Vorenbedoelde landerijen zijn tot stand gekomen nadat de Oost-Indische Compagnie de stad Jacatra en omgeving onder haar rechtstreeks gezag had gebracht. Ter ontwikkeling van de landbouw en ter verbetering van de algemene veiligheid werden toen door de bewoners verlaten gronden in de onmiddellijke nabijheid van Jacatra aan gewezen werknemers van de O.I.C., aan gewezen militairen en ook aan andere particuliere personen in eigendom uitgegeven, eerst om niet, later tegen taxatie van de waarde of bij openbare verkoop. Toen het gezag van de O.I.C. in West-Java zich uitbreidde, werden ook meer in het binnenland gelegen gronden aan particuliere personen in eigendom uitgegeven.
Nadat de O.I.C. had opgehouden te bestaan ging deze landverkoop-ook ten tijde van het bestaan van de Bataafse Republiek - nog door, voornamelijk omdat de toenmalige regering met ernstig geldgebrek had te kampen. Tijdens het Engelse tussenbewind heeft de verkoop verder voortgang gevonden. Na het vertrek van de Engelsen heeft de Ned. Ind. regering niet veel gronden meer verkocht. In 1855 werd die verkoop verboden.
Het was in het begin van weinig betekenis, onder welke voorwaarden de landerijen werden afgestaan, het waren immers verlaten bouwvelden. De later uitgegeven landerijen betroffen echter uitgestrekte complexen landerijen met een daarop gevestigde bevolking. Het is duidelijk, dat, waar ook toen bij de overdracht in eigendom geen of onvoldoende voorwaarden werden gesteld om de verhouding tussen eigendomsverkrijger en opwonenden te regelen, op de diverse landerijen grote verschillen in die verhouding optraden. Eerst in 1836 werd van overheidswege een regelement terzake vastgesteld, dat in 1912 werd herzien, zie hiervoren.
De belangrijkste bepalingen van het reglement van 1912 zijn:
  1. Alleen Indonesiërs en met hen gelijkgestelde Chinezen en Arabieren konden opwonenden van particuliere landerijen zijn. Vestiging op het land tegen de wil van de eigenaar was verboden. De eigenaar van zijn kant mocht geen personen van de landen verwijderen of tegen hun zin doen verhuizen.
  2. Alle gronden, door de Indonesische en met haar gelijkgestelde bevolking voor eigen risico en rekening bebouwd, bewerkt of bewoond, werden beschouwd aan haar in erfpacht te zijn uitgegeven. Daarvan waren uitgezonderd de niet geregeld door de bevolking bebouwde droge, voor beplanting met rijst bestemde, gronden (in tegenstelling tot de z.g. natte rijstvelden), die voor de tijd van één jaar, d.w.z. oogstjaar, ter beplanting werden uitgegeven. Over alle overige gronden had de eigenaar de vrije beschikking.
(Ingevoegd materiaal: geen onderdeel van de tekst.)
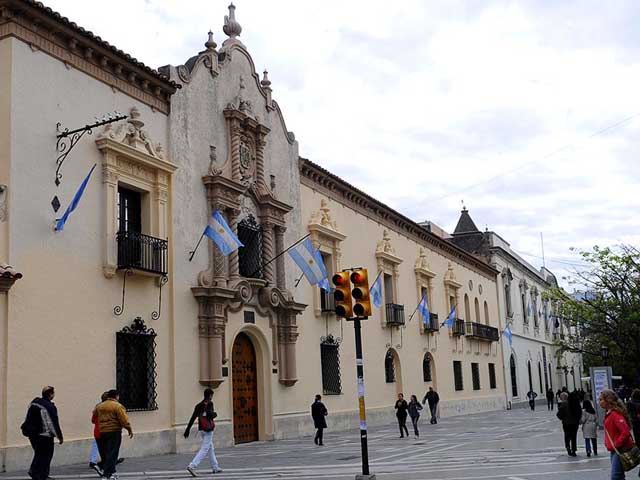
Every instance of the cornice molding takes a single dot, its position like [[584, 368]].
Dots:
[[316, 177]]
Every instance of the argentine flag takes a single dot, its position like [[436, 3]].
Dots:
[[507, 333], [376, 292], [308, 258], [423, 308], [221, 234], [451, 319]]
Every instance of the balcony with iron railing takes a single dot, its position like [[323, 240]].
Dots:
[[458, 327], [142, 252], [395, 314], [433, 325], [483, 332]]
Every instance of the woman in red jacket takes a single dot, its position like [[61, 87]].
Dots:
[[617, 430]]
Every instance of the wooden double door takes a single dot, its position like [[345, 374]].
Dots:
[[245, 390]]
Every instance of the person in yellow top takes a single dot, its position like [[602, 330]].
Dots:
[[112, 418]]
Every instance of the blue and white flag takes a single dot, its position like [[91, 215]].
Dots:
[[507, 333], [423, 308], [376, 291], [308, 258], [451, 319], [221, 234], [74, 203]]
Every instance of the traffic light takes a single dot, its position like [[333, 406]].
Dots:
[[360, 292], [342, 294]]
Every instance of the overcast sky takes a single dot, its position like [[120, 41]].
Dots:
[[528, 111]]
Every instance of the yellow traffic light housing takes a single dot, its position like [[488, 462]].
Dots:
[[360, 280], [342, 294]]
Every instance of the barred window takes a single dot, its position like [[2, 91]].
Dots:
[[457, 375], [492, 375], [389, 368], [250, 256], [136, 366], [475, 375], [330, 361]]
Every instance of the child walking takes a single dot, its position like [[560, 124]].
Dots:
[[589, 428]]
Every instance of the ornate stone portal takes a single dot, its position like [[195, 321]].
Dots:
[[221, 289]]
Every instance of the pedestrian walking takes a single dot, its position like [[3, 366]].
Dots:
[[318, 413], [414, 412], [633, 407], [432, 398], [41, 426], [570, 413], [589, 428], [550, 398], [205, 414], [112, 418], [531, 395], [401, 414], [617, 431]]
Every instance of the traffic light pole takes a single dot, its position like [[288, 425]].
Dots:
[[363, 414]]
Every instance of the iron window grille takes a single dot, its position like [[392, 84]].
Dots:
[[458, 327], [457, 375], [142, 252], [330, 362], [475, 375], [426, 367], [395, 314], [327, 302], [136, 366], [433, 325], [389, 368], [250, 256], [492, 375], [482, 332]]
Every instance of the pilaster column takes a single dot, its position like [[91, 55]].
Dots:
[[281, 278]]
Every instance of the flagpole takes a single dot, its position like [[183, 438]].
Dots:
[[280, 254], [193, 252]]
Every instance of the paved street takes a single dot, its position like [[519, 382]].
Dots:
[[513, 445]]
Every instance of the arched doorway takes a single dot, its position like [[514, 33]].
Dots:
[[245, 390]]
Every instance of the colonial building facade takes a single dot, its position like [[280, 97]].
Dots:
[[122, 298], [532, 361]]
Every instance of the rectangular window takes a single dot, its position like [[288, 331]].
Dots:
[[136, 367], [492, 375], [475, 375], [330, 362], [457, 375]]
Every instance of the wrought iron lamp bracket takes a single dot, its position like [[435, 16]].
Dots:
[[66, 139], [161, 281], [119, 309]]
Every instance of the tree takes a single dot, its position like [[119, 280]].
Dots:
[[605, 311]]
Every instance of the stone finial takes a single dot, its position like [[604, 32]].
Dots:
[[210, 44], [266, 83], [231, 27], [384, 245]]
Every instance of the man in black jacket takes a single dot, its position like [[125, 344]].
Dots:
[[41, 426], [204, 413], [318, 412], [433, 398]]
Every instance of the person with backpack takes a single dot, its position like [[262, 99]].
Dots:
[[205, 414], [318, 412], [41, 426], [589, 428]]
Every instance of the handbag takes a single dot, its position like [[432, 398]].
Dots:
[[629, 459]]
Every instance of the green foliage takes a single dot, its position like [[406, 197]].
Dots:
[[606, 311]]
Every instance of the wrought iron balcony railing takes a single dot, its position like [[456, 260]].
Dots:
[[395, 314], [482, 332], [433, 325], [458, 327], [142, 252], [327, 302]]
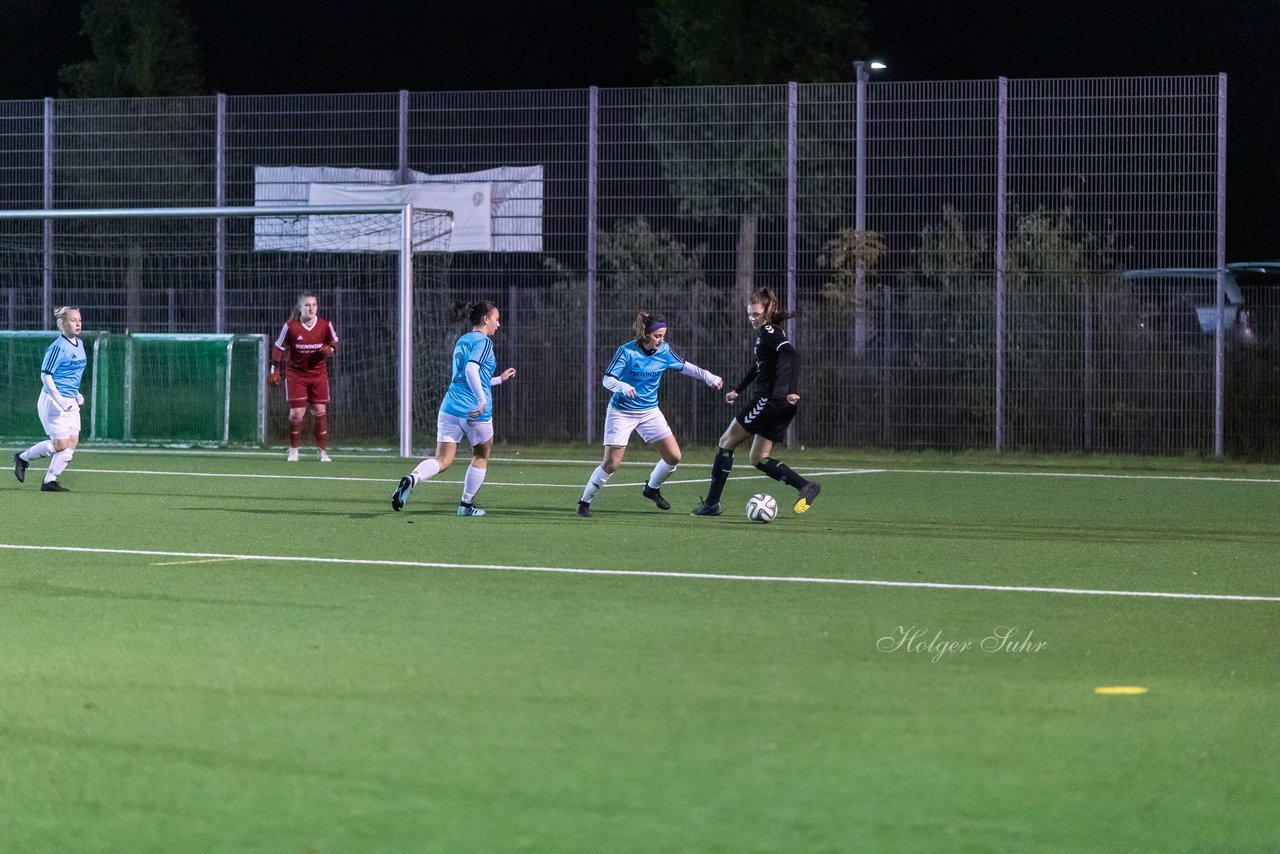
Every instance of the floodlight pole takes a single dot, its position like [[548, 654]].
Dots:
[[860, 174]]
  3. De Indonesische erfpachter mocht zijn erfpachtsgronden verkopen of vermaken, maar niet aan Chinezen, Arabieren of Europeanen. (Dit was een bepaling uitsluitend getroffen ter bescherming van de economisch zwakke Indonesiër).
  4. Voor het recht van erfpacht en voor het recht van bebouwing van de droge voor beplanting met rijst bestemde gronden was de bevolking heffingen aan de eigenaar verschuldigd en wel:
    1. Tjoeké, contingent of padjeg van de rijstaanplantingen en van de andere veldgewassen. De tjoeké bedroeg ten hoogste 1/5 van de oogst en werd bepaald benevens geind tijdens het oogsten van het gewas. Dikwijls werd i.p.v. tjoeké het z.g. contingent geheven. Daarbij werd tijdens het rijpen van het gewas, dus vóór het oogsten, tussen de eigenaar en de bebouwer in onderling overleg de hoeveelheid van de oogst bepaald welke aan de eerstgenoemde worden overgedragen. De maximum hoeveelheid was ook hier 1/5 van de in onderling overleg getaxeerde tabak oogst. Als padjeg werd aangeduid de heffing die voor minimum 5 en maximum 10 jaren tegelijk werd vastgesteld. Dit stelsel werd weinig gebruikt.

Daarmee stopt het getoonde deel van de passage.